Programas governamentais, como o Bolsa Família, foram analisados quanto à sua influência sobre a fecundidade, já que impactam segmentos economicamente vulneráveis. Dados da PNDS de 2006 indicam que, em vez de incentivar maior fecundidade, o Bolsa Família está associado a uma redução estatisticamente significativa nas taxas de natalidade entre as beneficiárias. Esse efeito foi mais pronunciado entre mulheres de baixa renda, sugerindo uma diminuição da fecundidade mesmo em grupos historicamente mais propensos a ter mais filhos.9
As projeções da ONU e do IBGE reforçam essa tendência demográfica, prevendo uma taxa de fecundidade total (TFT) em torno de 1,65 filhos por mulher até meados do século, com possível recuperação para apenas 1,77 em 2100. Em linha com essas tendências, a TFT do Brasil já chegou a 1,57 em 2023 — ou seja, agora o país possui uma TFT mais alta que Argentina, Colômbia e México, após ter tido historicamente a menor taxa entre as grandes nações da América Latina.10
Essa forte queda na fecundidade coloca o Brasil no caminho da estagnação demográfica e eventual declínio populacional, com uma força de trabalho insuficiente para sustentar uma população envelhecida. Até 2050, o país enfrentará um "abismo demográfico": mais de 60 milhões de aposentados e uma população caindo para 220 milhões, com um peso crescente dos idosos.11 Sem incentivos vigorosos para fortalecer a formação familiar na classe média, o Brasil corre o risco de ter uma base de trabalhadores cada vez menor, ameaçando a estabilidade econômica e a capacidade de sustentar os sistemas sociais no futuro.

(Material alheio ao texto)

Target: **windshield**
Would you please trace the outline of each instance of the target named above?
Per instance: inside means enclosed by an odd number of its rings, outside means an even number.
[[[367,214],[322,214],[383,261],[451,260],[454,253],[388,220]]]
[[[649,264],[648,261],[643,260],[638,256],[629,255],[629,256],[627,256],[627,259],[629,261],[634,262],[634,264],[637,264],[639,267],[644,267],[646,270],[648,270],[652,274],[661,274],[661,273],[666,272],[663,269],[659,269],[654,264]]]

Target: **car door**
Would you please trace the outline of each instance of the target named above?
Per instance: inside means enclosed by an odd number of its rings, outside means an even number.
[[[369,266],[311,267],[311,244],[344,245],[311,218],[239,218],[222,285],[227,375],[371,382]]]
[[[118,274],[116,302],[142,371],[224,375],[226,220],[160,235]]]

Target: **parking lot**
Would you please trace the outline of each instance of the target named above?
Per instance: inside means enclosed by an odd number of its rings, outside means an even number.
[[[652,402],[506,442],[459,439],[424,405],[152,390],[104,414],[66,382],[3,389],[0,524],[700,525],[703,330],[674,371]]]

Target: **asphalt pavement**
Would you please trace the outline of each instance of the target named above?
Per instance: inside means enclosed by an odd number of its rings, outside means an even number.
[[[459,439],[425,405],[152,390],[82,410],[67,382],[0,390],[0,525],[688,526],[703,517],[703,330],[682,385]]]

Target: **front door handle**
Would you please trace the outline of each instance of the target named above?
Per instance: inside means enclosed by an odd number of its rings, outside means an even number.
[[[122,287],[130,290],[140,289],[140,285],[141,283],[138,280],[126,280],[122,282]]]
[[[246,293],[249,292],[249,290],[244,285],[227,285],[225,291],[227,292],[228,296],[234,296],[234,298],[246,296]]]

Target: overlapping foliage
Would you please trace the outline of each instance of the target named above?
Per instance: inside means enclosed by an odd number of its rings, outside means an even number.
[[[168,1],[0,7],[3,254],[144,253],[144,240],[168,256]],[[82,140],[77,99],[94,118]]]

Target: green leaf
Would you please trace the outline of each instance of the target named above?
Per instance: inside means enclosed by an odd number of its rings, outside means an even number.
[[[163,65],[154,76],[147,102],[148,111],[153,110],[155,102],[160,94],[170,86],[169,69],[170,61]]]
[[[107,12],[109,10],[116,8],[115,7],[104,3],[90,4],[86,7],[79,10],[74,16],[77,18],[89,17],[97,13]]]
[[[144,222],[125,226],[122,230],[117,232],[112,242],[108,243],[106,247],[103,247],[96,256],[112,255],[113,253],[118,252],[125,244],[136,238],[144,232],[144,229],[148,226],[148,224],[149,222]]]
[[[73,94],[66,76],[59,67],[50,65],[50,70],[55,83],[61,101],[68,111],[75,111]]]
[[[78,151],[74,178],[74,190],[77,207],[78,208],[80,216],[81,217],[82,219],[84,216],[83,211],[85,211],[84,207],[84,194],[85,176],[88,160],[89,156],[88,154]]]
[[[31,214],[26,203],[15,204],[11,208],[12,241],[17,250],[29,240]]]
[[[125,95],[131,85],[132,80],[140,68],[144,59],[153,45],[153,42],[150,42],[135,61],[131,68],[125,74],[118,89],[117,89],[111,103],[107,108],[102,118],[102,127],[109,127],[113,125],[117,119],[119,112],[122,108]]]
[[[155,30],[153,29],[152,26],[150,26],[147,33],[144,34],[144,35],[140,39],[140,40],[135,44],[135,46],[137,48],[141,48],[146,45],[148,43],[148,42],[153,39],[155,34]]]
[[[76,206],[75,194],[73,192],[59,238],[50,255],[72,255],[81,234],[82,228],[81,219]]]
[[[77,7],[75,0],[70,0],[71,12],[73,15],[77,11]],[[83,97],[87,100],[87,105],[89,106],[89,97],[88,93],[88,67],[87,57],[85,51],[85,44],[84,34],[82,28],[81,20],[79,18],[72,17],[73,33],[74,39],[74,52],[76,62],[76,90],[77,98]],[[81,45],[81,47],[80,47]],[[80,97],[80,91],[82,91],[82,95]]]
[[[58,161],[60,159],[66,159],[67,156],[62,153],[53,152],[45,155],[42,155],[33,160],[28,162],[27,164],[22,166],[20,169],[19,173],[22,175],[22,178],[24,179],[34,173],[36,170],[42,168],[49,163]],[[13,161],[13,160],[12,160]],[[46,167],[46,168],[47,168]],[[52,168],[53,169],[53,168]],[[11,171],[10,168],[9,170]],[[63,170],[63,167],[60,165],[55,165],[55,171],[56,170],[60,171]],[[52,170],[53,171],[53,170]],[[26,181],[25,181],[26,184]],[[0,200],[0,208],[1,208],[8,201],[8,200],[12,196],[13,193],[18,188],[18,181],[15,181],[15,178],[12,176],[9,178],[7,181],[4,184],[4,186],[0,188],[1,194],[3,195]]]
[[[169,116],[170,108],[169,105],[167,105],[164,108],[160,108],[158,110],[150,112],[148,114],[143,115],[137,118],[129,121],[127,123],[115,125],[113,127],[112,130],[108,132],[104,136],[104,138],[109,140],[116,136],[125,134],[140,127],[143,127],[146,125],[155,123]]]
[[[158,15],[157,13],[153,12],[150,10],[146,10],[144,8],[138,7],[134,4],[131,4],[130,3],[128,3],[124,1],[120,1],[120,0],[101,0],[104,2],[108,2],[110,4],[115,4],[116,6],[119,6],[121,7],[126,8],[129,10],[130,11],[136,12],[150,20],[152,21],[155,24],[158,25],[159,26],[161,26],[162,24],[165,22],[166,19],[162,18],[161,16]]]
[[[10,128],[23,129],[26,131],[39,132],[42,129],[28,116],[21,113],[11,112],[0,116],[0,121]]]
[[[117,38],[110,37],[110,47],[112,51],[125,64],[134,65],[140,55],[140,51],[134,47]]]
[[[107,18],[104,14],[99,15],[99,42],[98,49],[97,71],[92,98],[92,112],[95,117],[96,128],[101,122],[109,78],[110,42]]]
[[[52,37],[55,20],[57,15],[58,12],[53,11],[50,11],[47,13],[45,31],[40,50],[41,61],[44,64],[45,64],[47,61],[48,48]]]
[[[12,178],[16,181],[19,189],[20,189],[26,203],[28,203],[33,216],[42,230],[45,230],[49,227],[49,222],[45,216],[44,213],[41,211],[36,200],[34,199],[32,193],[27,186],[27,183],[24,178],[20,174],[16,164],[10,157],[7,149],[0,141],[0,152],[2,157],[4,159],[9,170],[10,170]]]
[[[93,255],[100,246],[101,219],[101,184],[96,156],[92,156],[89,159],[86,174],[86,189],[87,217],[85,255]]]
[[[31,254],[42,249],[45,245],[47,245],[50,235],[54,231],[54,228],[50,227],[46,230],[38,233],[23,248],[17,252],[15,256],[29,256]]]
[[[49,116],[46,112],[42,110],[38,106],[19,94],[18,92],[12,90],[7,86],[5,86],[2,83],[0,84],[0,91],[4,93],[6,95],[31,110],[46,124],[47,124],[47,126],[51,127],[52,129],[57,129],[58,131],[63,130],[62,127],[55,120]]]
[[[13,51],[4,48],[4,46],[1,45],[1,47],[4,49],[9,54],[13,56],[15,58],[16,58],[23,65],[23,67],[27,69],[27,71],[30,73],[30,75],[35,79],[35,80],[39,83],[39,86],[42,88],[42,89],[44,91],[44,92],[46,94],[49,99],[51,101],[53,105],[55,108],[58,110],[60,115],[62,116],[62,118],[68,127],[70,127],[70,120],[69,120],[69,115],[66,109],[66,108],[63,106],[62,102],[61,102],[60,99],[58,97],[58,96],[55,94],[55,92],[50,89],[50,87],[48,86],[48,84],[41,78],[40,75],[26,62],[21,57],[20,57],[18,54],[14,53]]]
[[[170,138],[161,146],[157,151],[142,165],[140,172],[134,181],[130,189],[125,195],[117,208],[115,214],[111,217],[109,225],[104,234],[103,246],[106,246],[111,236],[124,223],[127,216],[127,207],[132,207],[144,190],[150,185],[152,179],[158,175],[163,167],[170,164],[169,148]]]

Muitos pais exageram a quantidade de recursos e tempo que precisam dedicar aos filhos para que eles tenham um futuro de sucesso. Quando 70% dos brasileiros são proprietários de imóveis12 e uma fatia significativa da população investe em serviços de streaming (60%)13 — com o Brasil sendo um dos maiores mercados da Netflix (apenas atrás dos Estados Unidos e do Reino Unido como maiores mercados)14; um quarto dos consumidores optou por manter suas assinaturas, mesmo diante dos aumentos de preços praticados pelos serviços — temos aí uma evidência clara de capacidade econômica que poderia muito bem ser direcionada para aumentar a natalidade e sustentar famílias maiores. Mas em vez disso, opta-se por direcionar esses recursos para entretenimento e status. Ao avaliar o custo total dos serviços de streaming, percebe-se um consumo direcionado ao entretenimento, cuja soma anual, considerando os serviços básicos e premium, ultrapassa valores que muitas famílias investem em educação e saúde. A despesa anual de aproximadamente R$ 4.900,00 em streaming15 e cerca de R$ 1.875,60 em música revela uma escolha de alocação de recursos em bens de conforto imediato, mas de baixo retorno econômico ou produtivo.
No entanto, isso não se limita a uma questão de lazer; é um reflexo do apelo psicológico por pertencer a um grupo social atualizado tecnologicamente e culturalmente.
Esse fenômeno é ainda mais evidente quando indivíduos de baixa renda sacrificam gastos básicos — como alimentação e moradia — para adquirir bens que simbolizam status social, como um iPhone.16 Um relatório da Nielsen de 2017 revelou que, independentemente de riqueza e renda, mulheres negras são mais propensas do que mulheres brancas a possuir veículos de luxo e comprar joias,17 enquanto um relatório de 2013 mostrou que a posse de smartphones entre negros era superior à média dos americanos.18 Essa prática de compra demonstra o uso do consumo como uma tentativa de afirmação em uma sociedade que valoriza o poder de compra como um sinal de respeito e dignidade.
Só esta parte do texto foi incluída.